We're Not Finnished With You Yet

Desperate to keep its older workers, Finland is laying on the perks

He's trim, fit, and runs six miles after work every evening. Finnish machine operator Juha Voutilainen, 57, doesn't even think of retirement, though he's racked up more than three decades at Abloy, a $214 million maker of locks and door systems in Joensuu, Finland. An avid runner who competed in the Aug. 18 Helsinki marathon and trains along the verdant pathways circling Finland's eastern lakes, Voutilainen may be headed for a marathon-like career. And Abloy is in the vanguard of a revolutionary global shift in the management of older workers.
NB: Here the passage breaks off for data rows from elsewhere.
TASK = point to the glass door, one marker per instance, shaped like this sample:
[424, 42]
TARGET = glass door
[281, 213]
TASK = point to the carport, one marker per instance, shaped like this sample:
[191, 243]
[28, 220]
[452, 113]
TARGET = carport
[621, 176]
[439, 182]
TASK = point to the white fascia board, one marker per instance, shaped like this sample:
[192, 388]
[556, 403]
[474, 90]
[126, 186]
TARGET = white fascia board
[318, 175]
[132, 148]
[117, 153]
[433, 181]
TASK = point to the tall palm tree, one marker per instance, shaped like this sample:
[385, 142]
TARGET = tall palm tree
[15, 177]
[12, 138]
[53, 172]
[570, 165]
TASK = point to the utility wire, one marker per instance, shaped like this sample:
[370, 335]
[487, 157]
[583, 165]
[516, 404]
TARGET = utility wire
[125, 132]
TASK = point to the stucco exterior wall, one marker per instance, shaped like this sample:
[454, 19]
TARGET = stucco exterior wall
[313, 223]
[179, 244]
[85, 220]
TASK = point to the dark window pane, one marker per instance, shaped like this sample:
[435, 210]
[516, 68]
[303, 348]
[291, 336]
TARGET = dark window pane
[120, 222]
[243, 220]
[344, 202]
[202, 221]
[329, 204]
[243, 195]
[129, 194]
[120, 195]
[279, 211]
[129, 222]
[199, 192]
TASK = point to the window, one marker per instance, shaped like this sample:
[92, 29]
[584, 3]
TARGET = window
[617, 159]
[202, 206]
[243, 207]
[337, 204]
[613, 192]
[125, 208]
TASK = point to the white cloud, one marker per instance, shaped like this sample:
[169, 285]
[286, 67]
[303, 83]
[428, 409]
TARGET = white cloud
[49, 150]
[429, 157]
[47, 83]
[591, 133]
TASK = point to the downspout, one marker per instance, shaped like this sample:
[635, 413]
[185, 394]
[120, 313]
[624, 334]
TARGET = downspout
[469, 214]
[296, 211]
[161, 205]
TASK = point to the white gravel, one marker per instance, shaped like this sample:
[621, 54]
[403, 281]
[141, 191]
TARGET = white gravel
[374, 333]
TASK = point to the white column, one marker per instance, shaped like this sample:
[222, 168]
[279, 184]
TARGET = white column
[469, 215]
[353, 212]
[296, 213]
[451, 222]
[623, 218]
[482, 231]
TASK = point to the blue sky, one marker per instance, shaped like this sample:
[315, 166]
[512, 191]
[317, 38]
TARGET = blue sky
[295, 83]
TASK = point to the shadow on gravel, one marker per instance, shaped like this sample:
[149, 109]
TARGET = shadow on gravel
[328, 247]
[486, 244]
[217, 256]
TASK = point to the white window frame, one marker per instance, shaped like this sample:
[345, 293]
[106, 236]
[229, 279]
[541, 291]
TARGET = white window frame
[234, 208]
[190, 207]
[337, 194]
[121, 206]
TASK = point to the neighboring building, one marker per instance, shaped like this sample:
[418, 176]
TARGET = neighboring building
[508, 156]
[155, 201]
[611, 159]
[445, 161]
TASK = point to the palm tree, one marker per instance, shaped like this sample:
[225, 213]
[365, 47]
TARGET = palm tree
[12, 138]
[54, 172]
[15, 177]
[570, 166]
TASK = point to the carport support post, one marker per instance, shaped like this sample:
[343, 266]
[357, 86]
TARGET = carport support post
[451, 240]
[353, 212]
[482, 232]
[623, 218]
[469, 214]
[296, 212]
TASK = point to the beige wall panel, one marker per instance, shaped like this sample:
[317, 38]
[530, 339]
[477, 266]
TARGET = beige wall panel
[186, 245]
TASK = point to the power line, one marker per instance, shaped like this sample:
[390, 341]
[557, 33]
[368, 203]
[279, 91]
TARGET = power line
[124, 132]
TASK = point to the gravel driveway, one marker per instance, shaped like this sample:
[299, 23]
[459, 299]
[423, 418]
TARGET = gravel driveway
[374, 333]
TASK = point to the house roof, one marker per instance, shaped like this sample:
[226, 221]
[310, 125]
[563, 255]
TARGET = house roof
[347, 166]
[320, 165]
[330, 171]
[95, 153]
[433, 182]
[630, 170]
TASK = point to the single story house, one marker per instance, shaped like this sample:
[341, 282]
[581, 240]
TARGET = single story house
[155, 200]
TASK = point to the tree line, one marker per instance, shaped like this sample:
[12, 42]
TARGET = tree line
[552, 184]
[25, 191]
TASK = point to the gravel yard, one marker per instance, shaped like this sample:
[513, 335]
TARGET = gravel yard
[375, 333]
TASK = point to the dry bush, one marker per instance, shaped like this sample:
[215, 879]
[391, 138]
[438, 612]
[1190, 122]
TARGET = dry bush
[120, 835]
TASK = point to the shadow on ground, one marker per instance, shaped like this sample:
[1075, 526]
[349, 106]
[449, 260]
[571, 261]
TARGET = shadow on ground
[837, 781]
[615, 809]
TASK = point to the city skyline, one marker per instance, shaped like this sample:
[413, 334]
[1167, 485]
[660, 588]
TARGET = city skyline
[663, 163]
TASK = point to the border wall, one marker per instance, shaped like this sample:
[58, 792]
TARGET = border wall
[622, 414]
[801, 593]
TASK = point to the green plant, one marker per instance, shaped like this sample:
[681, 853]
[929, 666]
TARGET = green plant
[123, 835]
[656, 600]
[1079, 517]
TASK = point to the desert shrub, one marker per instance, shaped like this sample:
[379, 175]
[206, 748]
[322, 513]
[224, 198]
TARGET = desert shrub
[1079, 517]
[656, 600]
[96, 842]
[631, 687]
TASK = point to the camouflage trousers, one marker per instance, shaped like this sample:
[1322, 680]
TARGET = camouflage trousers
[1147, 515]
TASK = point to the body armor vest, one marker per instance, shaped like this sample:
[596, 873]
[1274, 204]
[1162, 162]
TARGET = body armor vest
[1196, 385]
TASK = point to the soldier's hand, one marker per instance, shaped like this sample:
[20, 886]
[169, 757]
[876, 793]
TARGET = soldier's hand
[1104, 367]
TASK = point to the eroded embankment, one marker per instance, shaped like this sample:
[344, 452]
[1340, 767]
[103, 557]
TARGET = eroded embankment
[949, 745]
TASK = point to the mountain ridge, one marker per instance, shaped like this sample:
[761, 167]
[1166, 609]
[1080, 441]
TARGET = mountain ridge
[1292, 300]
Abloy and many other Finnish companies are suddenly treating older employees like a precious resource. Instead of nudging them into early retirement, they're coaxing gray-hairs to work longer with better health benefits, extra weeks of paid vacation, and more. But these companies aren't just feeling charitable. Finland's workforce is aging faster than any other country's--40% of Finns will reach retirement age during the next 15 years. Nearly a quarter of Abloy's 820 workers, for instance, are already over age 55. And companies now recognize that seasoned hands are an important source of knowledge and productivity. "If all our older workers were to leave suddenly, we would lose a lot of knowhow," says Antti Piitulainen, vice-president of operations at Abloy.

The combination of an aging workforce and a shrinking labor pool will affect countries around the world. In Japan, more than 26% of workers are already over 55. And Spain is set to become the world's grayest country by 2050, with half its population older than 55, according to the World Bank. In the U.S., some 19% of workers will be 55-plus by 2012, up from 15.6% in 2005.

Finland is the farthest along in dealing with the aging-worker issue, thanks to a national program called "age ability" launched in 1998. Programs like Abloy's "Age Masters" are spreading, and they're helping companies boost the productivity of older workers and nudge up the average retirement age. At Ores--a $185 million maker of faucets and valves that offers older workers up to 25 extra days off--the average retirement age is now 63, up from 58 in the late 1990s.


Some finnish companies have done an about-face on retirement policies. Swedish-Finnish bank Nordea, which spent a decade restructuring and pushing older workers to retire early, reversed course starting in 2003. It has launched training, mentoring, and health-care initiatives and is all but begging them to stay. Before the program, "people gave up earlier and waited for their career to be over," says Minna Rautakoura, head of human resources at Nordea Finland. "Now they remain in their prime until retirement."

The Finns are lavishing perks on these experienced hands. At Abloy, Age Masters enjoy free massages, company-sponsored golf lessons, language training, and free outings to the theater. The only requirement for the program: A 55th birthday and a cardiac checkup. "They pamper us," says lock assembler Liisa Sutinen, 63, a 35-year veteran. Of course, all this coddling is expensive. Extra vacation time for Abloy's 200 Age Masters costs the company roughly $430,000 a year. But that's money well spent, management figures, since big companies in Finland must shoulder pension payments for workers who retire before age 63.

Programs such as Age Masters are sparking a broader rethink in Finland of how to manage the health of younger workers, too. Abloy, for instance, now offers free access to fitness clubs and swimming pools with an employee ID card. "If you aren't in good condition when you're 55, you can't improve a lot," says Abloy's Piitulainen. And that's key, because in Finland, at age 55, most workers have long careers ahead of them.